For the shorter or longer periods of time when you don’t feel so good, as if a dark cloud is following you, I give you the following suggestions:
1.Make a habit of having positive emotions:
Short term:
- Make a list of all the things you like which you can do now in the present circumstances of your life;
- Choose from that list one thing to do each day to increase the frequency of your positive emotions;
- Act differently from how you have acted so far - for example, instead of avoiding the thing that causes you fear, face it every time until the fear disappears. If you are angry, instead of reacting impulsively, take a moment, breathe, go for a walk, change your body posture. If you feel jealous and you have the urge to spy, to follow, to control, to hold accountable, stop doing that at least once and act differently. See what happens. If you feel sad, instead of isolating yourself and feeling sorry for yourself, go out, do activities that make you feel competent and confident, play sports to change your mental state. If you feel ashamed of something, instead of hiding it, confess it to a close person or even publicly. Shame disappears when we talk about those things that we feel ashamed of. Keeping a secret is what makes us think we have done a terrible thing and most of the time only we find it so terrible because of our distorted perceptions. If we have really made a mistake, we take the consequences, we look for ways to fix the situation if we can, we learn from our mistakes and we make sure we don’t repeat them again;
- Be present now, enjoy the beautiful moments when they are happening - notice when your mind wanders to the negative and consciously refocus your attention to the present moment instead of thinking whether you deserve or not to be happy and to enjoy life, or what "catastrophe" will happen after.
Long-term:
- Start now to do those changes that will help you build the life you want;
- Identify what is really important to you, your values;
- Choose one of these things that is currently more important than others and set a goal to make the desired changes. For example, to be more productive, to improve your social skills, to travel, to eat healthier etc.;
- Make a plan and identify small action steps towards your goal;
- Take one action step now, and then take the second one, the third one until you achieve your goal.

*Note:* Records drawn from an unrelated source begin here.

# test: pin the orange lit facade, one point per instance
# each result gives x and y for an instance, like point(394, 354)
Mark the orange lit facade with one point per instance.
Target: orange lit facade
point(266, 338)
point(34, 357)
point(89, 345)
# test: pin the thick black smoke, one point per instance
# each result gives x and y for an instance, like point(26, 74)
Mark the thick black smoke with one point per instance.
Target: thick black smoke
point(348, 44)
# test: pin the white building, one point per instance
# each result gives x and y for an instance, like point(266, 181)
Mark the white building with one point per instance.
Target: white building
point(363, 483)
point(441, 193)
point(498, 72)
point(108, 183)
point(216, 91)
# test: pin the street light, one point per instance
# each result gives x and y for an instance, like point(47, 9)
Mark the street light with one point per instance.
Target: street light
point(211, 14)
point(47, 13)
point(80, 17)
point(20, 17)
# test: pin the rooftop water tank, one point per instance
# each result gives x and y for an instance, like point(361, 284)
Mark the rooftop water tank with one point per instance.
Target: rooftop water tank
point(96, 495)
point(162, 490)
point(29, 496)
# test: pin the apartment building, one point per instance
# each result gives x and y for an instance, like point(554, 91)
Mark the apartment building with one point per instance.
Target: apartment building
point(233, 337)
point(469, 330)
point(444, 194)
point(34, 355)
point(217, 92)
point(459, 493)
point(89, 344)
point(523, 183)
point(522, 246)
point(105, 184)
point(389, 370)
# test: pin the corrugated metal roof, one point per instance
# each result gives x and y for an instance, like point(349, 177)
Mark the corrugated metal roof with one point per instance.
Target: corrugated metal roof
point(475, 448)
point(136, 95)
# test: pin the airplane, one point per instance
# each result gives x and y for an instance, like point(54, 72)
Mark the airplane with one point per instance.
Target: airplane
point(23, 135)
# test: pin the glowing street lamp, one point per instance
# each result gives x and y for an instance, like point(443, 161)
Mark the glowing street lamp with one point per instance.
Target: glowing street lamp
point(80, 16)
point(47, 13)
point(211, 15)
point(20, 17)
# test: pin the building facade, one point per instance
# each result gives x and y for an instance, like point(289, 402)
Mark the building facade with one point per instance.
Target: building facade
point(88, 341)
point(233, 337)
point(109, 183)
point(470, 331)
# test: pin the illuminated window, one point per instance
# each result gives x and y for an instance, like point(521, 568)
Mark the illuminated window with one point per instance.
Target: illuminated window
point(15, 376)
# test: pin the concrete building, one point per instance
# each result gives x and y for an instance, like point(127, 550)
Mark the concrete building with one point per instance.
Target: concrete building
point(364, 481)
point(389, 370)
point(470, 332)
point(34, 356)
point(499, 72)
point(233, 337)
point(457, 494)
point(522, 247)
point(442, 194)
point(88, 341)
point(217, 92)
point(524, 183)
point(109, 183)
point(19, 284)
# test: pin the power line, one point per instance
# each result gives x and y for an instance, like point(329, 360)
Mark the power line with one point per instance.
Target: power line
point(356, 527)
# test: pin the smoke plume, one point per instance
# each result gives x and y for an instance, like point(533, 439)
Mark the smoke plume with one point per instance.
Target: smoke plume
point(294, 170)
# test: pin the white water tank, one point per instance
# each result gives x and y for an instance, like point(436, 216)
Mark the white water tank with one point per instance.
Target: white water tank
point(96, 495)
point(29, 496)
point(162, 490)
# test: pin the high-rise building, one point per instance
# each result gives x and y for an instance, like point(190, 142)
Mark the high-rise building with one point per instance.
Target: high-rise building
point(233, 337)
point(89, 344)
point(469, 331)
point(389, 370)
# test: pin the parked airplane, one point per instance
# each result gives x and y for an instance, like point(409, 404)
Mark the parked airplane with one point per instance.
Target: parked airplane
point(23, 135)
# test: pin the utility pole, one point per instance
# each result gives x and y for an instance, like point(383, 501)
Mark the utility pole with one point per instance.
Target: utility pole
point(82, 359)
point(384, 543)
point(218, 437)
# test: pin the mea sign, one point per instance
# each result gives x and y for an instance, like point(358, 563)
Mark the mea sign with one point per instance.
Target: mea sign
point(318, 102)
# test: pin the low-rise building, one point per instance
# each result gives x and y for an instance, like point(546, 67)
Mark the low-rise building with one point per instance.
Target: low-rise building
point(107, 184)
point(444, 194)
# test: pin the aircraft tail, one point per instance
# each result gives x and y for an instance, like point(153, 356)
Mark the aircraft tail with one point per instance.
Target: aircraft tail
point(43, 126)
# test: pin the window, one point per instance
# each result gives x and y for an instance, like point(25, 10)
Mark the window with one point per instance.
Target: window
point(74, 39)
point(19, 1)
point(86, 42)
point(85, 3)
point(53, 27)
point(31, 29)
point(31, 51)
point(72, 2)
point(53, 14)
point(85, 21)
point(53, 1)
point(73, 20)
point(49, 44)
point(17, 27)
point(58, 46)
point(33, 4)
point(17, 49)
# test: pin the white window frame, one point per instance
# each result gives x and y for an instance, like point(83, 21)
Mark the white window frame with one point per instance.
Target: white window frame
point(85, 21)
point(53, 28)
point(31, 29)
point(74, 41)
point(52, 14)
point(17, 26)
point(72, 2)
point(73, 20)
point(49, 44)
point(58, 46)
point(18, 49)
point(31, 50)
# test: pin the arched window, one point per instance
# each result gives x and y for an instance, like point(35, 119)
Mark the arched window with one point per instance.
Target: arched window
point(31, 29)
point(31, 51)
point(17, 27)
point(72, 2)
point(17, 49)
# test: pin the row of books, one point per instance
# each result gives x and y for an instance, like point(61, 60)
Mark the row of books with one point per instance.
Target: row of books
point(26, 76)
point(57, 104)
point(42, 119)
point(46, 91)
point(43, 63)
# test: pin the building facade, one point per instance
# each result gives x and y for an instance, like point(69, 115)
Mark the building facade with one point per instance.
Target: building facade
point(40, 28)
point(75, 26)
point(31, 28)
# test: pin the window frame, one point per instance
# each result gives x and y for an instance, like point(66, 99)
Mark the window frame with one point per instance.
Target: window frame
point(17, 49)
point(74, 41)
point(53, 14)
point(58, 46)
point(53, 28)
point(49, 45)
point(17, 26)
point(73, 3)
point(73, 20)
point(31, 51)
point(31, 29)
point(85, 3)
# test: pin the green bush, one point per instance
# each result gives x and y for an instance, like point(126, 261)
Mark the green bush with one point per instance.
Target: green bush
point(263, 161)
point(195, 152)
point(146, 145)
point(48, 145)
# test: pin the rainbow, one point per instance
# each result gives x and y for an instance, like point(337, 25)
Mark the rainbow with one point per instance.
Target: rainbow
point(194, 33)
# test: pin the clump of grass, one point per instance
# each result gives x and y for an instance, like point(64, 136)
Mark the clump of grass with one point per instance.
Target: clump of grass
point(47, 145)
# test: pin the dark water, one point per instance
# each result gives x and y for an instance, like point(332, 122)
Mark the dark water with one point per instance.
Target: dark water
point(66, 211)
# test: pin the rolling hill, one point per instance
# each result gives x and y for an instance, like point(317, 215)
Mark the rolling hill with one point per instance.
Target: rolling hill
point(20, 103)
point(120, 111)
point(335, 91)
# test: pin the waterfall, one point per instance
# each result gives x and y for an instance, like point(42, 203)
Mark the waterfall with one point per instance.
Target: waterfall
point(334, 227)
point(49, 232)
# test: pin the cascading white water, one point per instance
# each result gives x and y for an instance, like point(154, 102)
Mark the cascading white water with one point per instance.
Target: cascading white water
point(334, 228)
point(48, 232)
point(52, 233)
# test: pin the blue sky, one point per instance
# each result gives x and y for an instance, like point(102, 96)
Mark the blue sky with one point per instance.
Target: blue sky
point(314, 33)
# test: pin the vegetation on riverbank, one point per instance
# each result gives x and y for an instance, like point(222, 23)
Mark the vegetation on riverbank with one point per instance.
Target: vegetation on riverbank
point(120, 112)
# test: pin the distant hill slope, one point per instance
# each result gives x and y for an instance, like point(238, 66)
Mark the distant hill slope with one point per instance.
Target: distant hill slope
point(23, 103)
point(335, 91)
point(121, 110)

2. Do things that make you feel competent and effective to diminish the sense of helplessness and to increase your confidence. You can start with simpler things, and gradually increase the difficulty over time. Before acting, plan for success, not failure.
3. When you know that you are going to face a stressful situation or one that has the potential to emotionally destabilize you - instead of reacting automatically, think ahead what is the most appropriate approach and imagine what you will think, how you will feel and how you will behave in that situation. Establish in advance a plan where your approach is rational and constructive so that you can better control and manage the situation.

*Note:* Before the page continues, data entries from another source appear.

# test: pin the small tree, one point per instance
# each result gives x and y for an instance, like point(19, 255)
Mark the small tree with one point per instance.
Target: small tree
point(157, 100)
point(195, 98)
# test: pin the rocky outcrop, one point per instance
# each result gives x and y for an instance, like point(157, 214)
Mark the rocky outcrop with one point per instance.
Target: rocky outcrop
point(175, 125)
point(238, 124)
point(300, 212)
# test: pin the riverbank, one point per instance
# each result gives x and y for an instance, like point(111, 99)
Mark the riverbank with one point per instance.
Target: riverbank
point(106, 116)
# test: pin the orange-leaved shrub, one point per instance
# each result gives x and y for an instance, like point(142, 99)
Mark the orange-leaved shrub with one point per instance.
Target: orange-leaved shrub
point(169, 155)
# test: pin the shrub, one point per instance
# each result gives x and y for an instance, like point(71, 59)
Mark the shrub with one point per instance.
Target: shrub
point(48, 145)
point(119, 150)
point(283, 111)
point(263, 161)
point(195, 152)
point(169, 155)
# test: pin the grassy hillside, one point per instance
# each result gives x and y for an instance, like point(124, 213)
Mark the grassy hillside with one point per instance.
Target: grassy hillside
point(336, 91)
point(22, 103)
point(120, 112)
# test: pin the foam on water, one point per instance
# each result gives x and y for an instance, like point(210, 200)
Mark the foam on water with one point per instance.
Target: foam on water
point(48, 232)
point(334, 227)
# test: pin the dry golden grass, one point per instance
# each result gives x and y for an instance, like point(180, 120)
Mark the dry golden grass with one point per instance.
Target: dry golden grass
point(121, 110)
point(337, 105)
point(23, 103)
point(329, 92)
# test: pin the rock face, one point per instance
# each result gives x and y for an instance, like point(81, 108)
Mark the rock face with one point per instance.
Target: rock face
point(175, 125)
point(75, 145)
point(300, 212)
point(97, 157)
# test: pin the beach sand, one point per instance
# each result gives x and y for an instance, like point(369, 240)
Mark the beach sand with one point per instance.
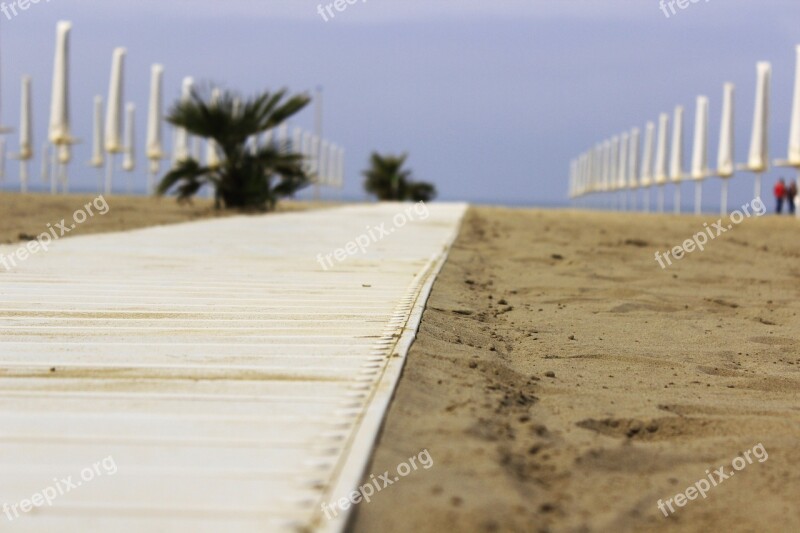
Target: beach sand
point(655, 375)
point(562, 381)
point(24, 216)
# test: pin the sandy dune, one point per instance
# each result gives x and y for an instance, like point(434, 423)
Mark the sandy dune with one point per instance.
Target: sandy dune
point(562, 381)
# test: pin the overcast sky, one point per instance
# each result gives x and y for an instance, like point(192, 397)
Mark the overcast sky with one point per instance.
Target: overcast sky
point(490, 98)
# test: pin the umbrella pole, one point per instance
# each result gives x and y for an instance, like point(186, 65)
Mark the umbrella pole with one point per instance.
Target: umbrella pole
point(796, 210)
point(54, 170)
point(23, 176)
point(724, 208)
point(64, 178)
point(698, 197)
point(758, 186)
point(109, 173)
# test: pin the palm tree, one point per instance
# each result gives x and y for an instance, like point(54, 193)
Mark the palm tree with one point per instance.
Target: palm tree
point(388, 180)
point(244, 179)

4. Give yourself plenty of time for rest, relaxation and fun - we often get caught up in the alert rhythm of life, we have tasks to do, to solve problems, to meet deadlines, and stress is already part of our daily life. Time passes and at some point we get to feel worse and worse, maybe we start to get sick frequently, we have insomnia, we feel inexplicably tired, or we get cranky out of the blue. And it’s no wonder. We need to give ourselves some time, to charge our batteries, to unwind, to have fun. And these are not a luxury but a necessity. Otherwise, we will end up exhausted, and our efficiency and productivity will significantly deteriorate. And what will we do then? A sustained, balanced and constant effort is what helps us achieve our goals, whether personal or professional. Repeated excesses don’t do good to anyone.

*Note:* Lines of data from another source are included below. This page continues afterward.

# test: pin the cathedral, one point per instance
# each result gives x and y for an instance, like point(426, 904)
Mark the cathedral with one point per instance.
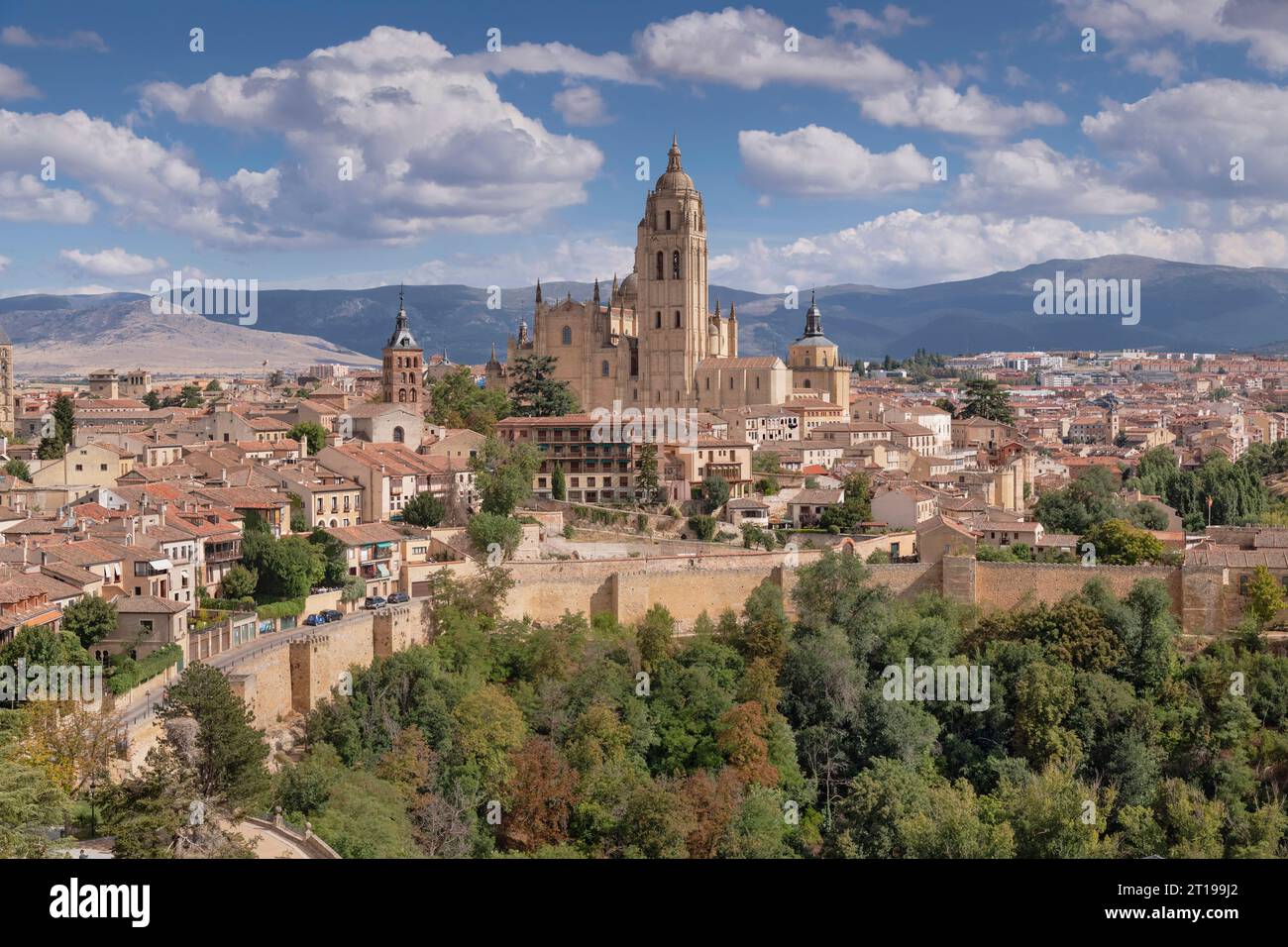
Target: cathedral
point(656, 343)
point(402, 369)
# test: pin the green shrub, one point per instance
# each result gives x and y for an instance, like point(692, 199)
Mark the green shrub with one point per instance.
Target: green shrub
point(128, 673)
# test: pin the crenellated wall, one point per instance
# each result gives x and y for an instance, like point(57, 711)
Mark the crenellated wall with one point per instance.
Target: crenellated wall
point(301, 672)
point(1206, 599)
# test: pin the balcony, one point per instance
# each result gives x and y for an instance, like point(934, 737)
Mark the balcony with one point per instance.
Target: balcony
point(223, 552)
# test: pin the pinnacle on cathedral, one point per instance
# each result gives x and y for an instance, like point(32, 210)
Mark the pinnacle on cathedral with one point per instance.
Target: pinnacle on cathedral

5. Distance yourself from toxic people, those people who try to manipulate you, who are constantly judging and criticizing you, who make you feel guilty about their feelings and problems, who don’t respect your personal limits and boundaries, who complain all the time about anything and find a problem for any solution, or who, directly or indirectly, try to undermine your achievements and make you doubt yourself.
What I have written above are just a few examples that can help us improve our emotional well-being. The list remains open because, as many problems as there are, there are more solutions to each problem. What do you think would help you feel better about yourself, about your life?